Zur Viennale-Premiere trug Holzinger brav ein T-Shirt mit der Aufschrift „In der Oper gewesen, gekotzt“. Eine ironische Anspielung auf die Wirkung ihrer im Mai herausgekommenen Produktion „Sancta“.
Die machte nämlich soeben Station in Stuttgart und sorgte dort für ordentlich Aufregung: Bei den ersten beiden Vorstellungen im Opernhaus Anfang Oktober verließen 18 Personen den Raum, 5 fielen in Ohnmacht, in 3 Fällen musste der Notarzt gerufen werden, wurde berichtet. Einige Medien riefen „Skandal“ – worauf die Folgevorstellungen schnell ausverkauft waren.
Dabei gingen sowohl die Uraufführung in Schwerin im Mai als auch die Gastspielabende bei den Wiener Festwochen ohne Proteste über die Bühne.

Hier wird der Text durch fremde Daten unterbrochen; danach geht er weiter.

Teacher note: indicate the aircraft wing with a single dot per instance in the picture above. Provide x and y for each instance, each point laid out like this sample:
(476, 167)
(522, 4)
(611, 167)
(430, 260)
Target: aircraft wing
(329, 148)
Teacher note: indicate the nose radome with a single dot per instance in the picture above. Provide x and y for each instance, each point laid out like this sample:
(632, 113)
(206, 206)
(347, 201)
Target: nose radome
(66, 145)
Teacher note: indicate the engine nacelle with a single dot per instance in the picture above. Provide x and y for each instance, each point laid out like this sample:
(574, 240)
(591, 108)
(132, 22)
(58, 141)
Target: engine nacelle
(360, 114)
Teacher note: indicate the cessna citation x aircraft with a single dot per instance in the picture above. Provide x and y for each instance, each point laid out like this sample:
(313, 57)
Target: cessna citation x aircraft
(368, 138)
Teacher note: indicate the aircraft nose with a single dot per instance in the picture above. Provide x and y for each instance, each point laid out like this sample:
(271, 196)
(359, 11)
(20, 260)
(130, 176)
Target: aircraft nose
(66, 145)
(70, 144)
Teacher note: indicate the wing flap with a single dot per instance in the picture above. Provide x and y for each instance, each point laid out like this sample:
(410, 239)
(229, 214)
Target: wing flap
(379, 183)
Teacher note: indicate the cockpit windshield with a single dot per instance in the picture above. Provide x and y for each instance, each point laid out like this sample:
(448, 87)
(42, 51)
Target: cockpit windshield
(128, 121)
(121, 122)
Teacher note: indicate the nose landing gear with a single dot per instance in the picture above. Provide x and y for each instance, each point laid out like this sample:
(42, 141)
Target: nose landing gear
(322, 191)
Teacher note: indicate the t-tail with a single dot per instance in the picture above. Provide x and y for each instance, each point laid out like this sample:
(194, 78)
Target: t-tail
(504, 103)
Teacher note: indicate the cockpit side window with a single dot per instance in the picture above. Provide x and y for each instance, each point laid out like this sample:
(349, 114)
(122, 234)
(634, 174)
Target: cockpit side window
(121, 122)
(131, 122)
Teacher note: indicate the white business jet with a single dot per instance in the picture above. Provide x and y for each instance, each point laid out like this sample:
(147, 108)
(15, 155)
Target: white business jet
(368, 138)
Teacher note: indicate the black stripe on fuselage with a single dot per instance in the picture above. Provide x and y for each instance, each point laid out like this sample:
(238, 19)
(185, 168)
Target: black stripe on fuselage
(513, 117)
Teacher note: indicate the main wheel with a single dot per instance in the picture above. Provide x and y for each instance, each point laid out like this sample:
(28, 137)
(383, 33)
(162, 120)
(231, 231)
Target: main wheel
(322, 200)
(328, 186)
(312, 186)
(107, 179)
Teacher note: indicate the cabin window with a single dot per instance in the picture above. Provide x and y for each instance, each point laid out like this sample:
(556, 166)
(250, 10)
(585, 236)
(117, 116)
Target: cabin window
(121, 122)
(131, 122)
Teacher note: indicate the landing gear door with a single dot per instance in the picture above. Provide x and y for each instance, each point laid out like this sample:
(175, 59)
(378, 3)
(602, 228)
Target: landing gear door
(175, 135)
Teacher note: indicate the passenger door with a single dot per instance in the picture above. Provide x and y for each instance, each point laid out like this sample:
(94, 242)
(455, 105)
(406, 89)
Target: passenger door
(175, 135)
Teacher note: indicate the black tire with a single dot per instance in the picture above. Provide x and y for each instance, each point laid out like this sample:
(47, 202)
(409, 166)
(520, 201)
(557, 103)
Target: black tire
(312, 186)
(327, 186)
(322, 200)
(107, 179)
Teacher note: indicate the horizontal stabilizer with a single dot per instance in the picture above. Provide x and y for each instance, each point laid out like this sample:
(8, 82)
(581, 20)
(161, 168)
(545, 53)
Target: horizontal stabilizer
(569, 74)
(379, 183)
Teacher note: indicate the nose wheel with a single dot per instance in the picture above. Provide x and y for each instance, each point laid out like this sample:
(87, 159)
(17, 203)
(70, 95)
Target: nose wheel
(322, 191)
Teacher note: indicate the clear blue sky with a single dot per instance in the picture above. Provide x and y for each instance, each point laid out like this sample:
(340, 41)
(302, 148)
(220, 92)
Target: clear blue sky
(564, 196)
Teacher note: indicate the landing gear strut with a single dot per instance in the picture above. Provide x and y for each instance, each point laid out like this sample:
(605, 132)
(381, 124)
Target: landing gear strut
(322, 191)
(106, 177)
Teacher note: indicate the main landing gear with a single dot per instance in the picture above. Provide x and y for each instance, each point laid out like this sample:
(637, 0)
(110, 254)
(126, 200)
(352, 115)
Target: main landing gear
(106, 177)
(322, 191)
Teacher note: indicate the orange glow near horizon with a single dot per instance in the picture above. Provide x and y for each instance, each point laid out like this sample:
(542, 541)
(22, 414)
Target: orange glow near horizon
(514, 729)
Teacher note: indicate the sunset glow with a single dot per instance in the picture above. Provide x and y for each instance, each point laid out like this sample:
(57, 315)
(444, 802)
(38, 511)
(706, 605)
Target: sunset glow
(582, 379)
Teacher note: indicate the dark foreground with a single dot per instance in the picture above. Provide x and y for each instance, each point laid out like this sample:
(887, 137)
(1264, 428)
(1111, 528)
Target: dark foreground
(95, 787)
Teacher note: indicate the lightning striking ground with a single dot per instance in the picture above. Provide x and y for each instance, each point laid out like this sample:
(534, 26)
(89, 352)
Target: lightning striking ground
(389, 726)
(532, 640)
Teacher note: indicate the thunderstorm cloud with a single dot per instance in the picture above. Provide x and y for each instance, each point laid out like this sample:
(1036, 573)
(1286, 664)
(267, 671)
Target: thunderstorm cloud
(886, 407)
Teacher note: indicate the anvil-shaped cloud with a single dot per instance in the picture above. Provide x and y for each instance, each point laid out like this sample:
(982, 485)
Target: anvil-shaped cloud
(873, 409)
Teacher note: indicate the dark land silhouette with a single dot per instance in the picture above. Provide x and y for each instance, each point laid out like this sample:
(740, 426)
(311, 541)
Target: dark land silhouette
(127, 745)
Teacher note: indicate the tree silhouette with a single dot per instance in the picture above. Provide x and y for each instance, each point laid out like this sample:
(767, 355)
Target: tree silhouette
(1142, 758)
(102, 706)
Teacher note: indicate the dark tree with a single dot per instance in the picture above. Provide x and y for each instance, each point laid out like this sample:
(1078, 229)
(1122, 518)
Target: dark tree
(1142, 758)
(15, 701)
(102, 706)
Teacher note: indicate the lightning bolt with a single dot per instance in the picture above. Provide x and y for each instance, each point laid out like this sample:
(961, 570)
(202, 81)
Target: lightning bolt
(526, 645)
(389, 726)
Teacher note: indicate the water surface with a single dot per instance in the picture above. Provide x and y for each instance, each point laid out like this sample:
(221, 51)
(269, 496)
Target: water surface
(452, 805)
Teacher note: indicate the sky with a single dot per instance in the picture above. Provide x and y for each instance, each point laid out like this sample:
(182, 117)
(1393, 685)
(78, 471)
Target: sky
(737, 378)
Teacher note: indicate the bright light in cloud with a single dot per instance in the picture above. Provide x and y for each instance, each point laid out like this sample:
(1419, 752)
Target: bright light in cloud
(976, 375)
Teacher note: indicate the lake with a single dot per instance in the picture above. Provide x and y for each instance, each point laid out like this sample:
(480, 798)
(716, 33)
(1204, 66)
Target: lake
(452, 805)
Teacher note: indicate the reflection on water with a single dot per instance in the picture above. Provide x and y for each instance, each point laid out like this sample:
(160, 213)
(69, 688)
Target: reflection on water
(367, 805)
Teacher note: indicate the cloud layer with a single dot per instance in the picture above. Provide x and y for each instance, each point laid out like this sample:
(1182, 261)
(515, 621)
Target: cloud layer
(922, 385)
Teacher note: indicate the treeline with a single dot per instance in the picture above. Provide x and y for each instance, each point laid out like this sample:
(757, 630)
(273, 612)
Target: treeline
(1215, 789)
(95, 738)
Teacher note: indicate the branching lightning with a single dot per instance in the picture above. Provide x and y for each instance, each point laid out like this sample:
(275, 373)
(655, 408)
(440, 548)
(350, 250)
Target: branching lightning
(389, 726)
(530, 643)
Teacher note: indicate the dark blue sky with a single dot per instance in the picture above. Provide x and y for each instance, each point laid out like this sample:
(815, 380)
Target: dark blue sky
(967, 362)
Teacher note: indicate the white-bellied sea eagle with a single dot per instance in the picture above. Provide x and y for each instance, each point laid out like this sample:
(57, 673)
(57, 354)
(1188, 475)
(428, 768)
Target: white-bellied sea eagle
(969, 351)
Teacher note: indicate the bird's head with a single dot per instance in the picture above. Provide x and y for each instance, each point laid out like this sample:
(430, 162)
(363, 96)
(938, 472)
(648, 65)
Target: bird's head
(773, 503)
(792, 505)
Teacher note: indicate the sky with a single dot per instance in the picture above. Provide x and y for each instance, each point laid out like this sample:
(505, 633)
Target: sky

Warnhinweis: Achtung, Blut und Nadeln!
Korrekt wird das Publikum vorab informiert: „Die Vorstellung enthält selbstverletzende Handlungen, sexuelle Handlungen sowie Darstellungen und Beschreibungen von (sexueller) Gewalt. In der Vorstellung werden Stroboskopeffekte eingesetzt sowie Blut und Nadeln verwendet.“
Nun, Holzinger ist bekannt, dass sie in ihren Arbeiten zwischen Tanz und Performance Grenzen auslotet. Sie und ihre Akteure sind oft nackt oder rasen in „Sancta“ als Nonnen auf Rollschuhen herum, hängen aus Glocken oder blutig als Gekreuzigte an der Wand.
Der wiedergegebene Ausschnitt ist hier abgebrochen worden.